2.5 Tensions between Freire and Chambers

Chambers (1983, 1993) is the key figure behind PRA, having written and trained extensively. He has often spoken of the origins of PRA and refers to Paulo Freire's work on dialogue and conscientization as one of the central influences:

"Participatory Rural Appraisal belongs to, draws on, and overlaps with other members of a family of approaches that have been or are participatory in various ways. These include the community development of the 1950s and 1960s, the dialogics and conscientization of Paulo Freire, participatory action research, and the work of activist NGOs." (Chambers 1991)

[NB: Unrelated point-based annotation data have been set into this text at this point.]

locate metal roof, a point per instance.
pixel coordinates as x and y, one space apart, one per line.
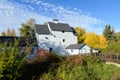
75 46
60 27
42 29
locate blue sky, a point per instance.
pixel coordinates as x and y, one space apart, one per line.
92 15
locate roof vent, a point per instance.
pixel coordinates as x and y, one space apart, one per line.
56 21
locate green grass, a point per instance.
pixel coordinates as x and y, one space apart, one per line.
111 72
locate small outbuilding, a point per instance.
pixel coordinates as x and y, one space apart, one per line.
75 49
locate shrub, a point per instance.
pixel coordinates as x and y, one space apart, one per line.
11 63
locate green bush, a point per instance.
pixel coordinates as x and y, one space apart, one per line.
77 68
11 63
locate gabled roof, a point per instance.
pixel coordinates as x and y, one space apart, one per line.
74 32
60 27
75 46
22 40
42 29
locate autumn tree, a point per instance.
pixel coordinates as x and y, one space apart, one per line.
3 34
81 34
92 39
117 35
8 32
27 29
102 41
109 33
13 33
95 41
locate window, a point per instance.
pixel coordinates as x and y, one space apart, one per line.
50 49
46 37
63 40
71 50
63 31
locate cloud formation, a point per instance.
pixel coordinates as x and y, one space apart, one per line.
13 13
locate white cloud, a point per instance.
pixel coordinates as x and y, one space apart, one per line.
12 14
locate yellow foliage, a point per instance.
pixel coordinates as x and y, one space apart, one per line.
103 42
81 32
95 41
92 40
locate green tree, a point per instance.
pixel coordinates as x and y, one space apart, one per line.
81 34
27 29
109 33
8 32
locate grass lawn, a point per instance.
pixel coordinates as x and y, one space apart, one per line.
111 72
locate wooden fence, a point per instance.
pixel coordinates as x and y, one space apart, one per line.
107 57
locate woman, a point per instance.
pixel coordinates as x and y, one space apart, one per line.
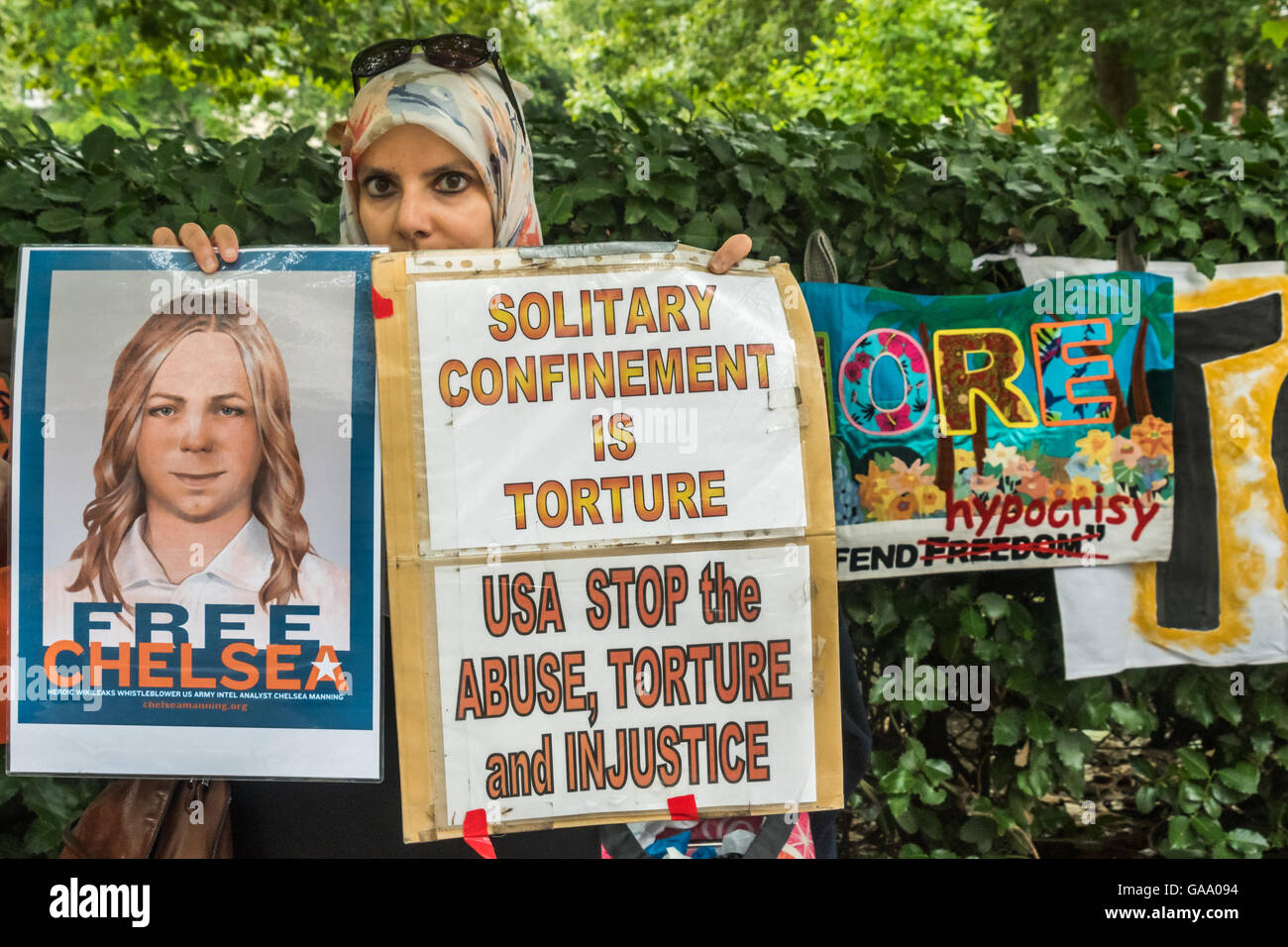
197 486
439 159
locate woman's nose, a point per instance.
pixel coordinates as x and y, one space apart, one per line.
415 217
196 432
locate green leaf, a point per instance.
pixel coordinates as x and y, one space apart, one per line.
1006 727
960 254
1241 777
1193 763
896 781
245 171
993 605
1038 725
898 805
558 208
1072 746
1131 719
59 221
1207 828
1275 31
1146 797
918 638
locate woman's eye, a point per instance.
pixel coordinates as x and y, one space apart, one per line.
454 182
377 185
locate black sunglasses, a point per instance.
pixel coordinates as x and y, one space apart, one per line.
446 51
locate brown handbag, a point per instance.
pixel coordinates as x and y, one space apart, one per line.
154 818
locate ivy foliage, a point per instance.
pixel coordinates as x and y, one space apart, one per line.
907 206
1184 762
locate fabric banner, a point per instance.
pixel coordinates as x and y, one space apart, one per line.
1219 599
196 527
1014 431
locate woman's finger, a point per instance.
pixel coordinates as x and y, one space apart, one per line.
196 240
733 252
226 240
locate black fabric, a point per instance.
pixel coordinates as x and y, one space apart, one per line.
855 742
1189 583
355 819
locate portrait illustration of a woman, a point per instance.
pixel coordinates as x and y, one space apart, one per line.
198 488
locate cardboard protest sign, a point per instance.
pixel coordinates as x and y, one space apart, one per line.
1219 599
609 539
194 515
1013 431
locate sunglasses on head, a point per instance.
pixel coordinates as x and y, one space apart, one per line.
458 52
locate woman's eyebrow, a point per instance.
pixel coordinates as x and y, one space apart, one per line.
459 165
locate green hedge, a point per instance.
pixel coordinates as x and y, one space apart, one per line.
1196 770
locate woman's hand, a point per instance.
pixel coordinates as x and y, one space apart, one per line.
196 240
730 253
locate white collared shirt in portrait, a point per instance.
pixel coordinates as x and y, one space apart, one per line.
232 578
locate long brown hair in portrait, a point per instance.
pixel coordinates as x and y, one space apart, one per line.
119 491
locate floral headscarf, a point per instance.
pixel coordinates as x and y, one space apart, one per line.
469 110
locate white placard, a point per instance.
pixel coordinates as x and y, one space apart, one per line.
734 732
690 375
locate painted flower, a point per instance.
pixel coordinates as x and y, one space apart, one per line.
902 506
894 343
1126 450
1082 488
930 499
1060 489
1018 468
1096 445
877 501
918 468
1034 484
1153 434
982 484
1077 467
999 455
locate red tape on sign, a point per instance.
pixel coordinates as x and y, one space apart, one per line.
476 832
683 808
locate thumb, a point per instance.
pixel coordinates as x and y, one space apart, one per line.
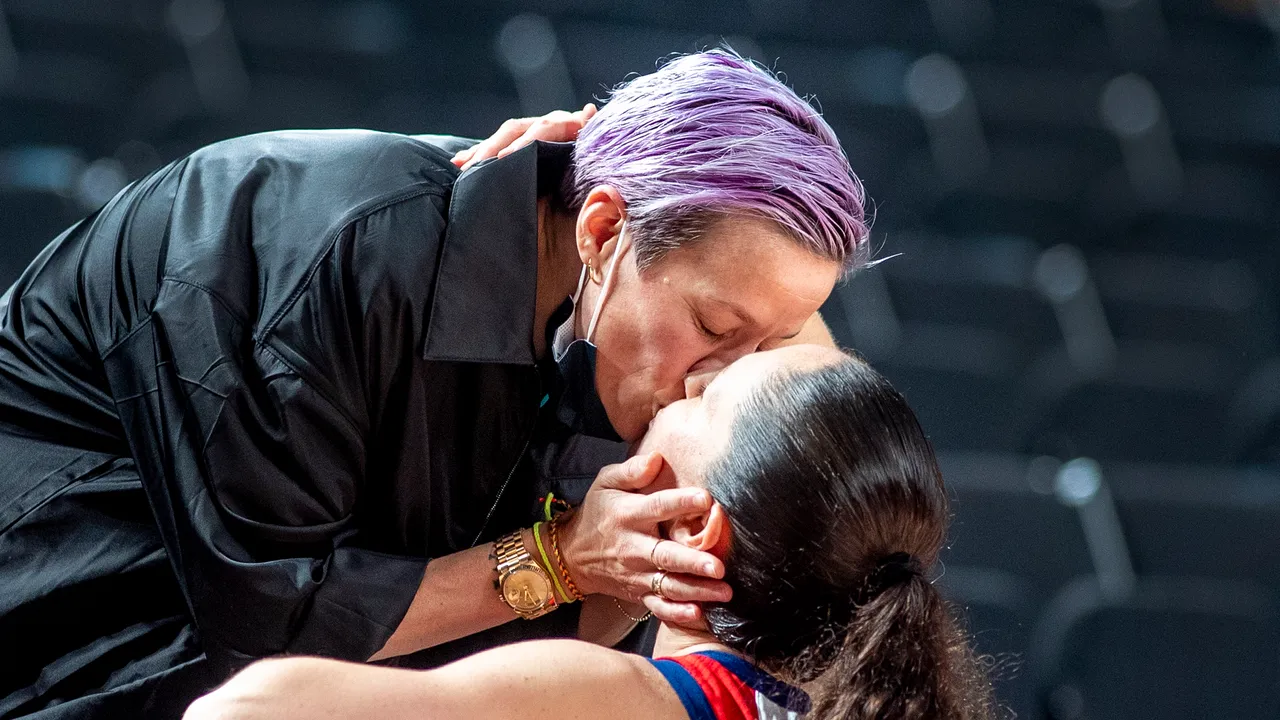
634 474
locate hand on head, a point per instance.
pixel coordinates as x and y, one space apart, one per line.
558 126
613 546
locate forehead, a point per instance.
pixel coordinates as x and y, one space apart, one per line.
752 263
755 367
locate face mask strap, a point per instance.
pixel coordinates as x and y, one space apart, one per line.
608 281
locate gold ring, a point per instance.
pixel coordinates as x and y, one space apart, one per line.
656 583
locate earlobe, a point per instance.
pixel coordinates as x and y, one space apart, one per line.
598 226
707 532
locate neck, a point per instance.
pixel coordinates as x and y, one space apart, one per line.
558 268
673 639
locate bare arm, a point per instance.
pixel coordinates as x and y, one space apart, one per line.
456 598
603 542
562 679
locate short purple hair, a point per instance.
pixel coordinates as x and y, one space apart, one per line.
713 135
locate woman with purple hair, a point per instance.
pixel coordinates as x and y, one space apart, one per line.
318 392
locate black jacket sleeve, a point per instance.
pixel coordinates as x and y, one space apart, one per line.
250 387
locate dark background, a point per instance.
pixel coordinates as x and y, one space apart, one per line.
1083 192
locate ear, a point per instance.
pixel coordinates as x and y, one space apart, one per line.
599 223
707 532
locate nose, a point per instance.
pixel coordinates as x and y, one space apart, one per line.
695 383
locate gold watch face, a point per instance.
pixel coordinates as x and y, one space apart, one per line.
526 589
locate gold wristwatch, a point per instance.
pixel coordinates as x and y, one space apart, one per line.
522 583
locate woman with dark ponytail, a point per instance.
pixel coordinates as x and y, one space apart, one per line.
828 511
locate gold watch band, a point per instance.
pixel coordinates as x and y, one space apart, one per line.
524 578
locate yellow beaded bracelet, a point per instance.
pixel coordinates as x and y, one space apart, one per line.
548 566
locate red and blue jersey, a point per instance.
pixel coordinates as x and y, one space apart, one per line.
718 686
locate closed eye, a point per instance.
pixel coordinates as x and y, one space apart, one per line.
709 333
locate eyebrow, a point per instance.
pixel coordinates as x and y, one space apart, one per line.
746 318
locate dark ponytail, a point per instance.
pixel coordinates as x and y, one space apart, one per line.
837 511
904 657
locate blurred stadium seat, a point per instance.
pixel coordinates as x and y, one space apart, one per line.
1170 650
1052 299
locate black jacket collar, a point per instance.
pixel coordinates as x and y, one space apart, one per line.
487 281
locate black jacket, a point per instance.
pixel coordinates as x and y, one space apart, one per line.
245 402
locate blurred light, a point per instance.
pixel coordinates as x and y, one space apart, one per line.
526 44
1078 482
100 182
877 76
1129 105
53 169
936 85
529 49
196 19
1061 273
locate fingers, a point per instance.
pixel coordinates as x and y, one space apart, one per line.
557 126
671 504
634 474
553 127
689 588
684 614
675 557
489 147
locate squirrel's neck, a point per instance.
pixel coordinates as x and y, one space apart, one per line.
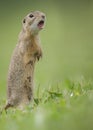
25 35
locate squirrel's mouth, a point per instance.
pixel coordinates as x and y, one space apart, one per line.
41 24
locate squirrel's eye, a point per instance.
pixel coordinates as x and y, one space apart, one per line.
31 15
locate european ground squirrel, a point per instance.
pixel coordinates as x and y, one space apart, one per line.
25 55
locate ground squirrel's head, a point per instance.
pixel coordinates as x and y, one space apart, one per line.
34 22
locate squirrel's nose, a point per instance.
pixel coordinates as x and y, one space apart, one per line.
43 16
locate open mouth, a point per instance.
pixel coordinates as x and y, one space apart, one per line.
41 24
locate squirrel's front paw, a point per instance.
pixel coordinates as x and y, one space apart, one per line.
38 55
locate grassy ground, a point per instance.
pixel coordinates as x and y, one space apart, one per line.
63 97
64 105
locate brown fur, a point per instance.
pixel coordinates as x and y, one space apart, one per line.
21 70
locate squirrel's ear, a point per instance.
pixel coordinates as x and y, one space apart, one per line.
24 21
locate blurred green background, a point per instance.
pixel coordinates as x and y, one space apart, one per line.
67 39
67 43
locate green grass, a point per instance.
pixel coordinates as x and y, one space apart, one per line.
64 105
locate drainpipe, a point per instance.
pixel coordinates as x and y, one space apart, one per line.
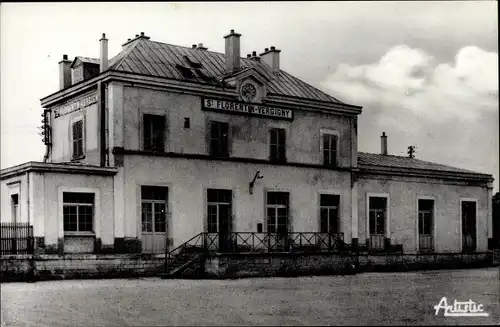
28 198
47 135
102 112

Brown (1994) however, argues that there are some serious contradictions between the work of Chambers and Freire. For Chambers "culture" is "a positive social force exemplifying valid beliefs and attitudes already possessed by the peasantry, though blocked by external political controls". Chambers believes in "the capacity of the underclasses to initiate valid social actions on the basis of their existing knowledge and beliefs".

To Freire, in contrast, "culture" is "fundamentally problematic". Underlying Freire's writing are many references to cognitive barriers (in his descriptions of naive/ magical consciousness). Although he blames these on external forces of oppression (rather than blaming people themselves) and regularly refers to the importance of "love" for the people, Freire appears not to trust their existing knowledge and beliefs - seeing them as needing to be transcended. Freire implicitly elevates "rational knowledge" and implies a hierarchy of knowledge systems. This (according to Brown 1994) can "only reinforce whatever ideological biases exist within both the extension agency and the wider society, cutting the intervention off from any capacity to draw upon the positive elements in the claimed dual consciousness of the oppressed."

It is not then just a question of "regenerating Freire" as there may be flaws in his theoretical analysis. REFLECT is rooted in a faith in people's existing knowledge and beliefs as a starting point - and this comes more from Chambers than from Freire.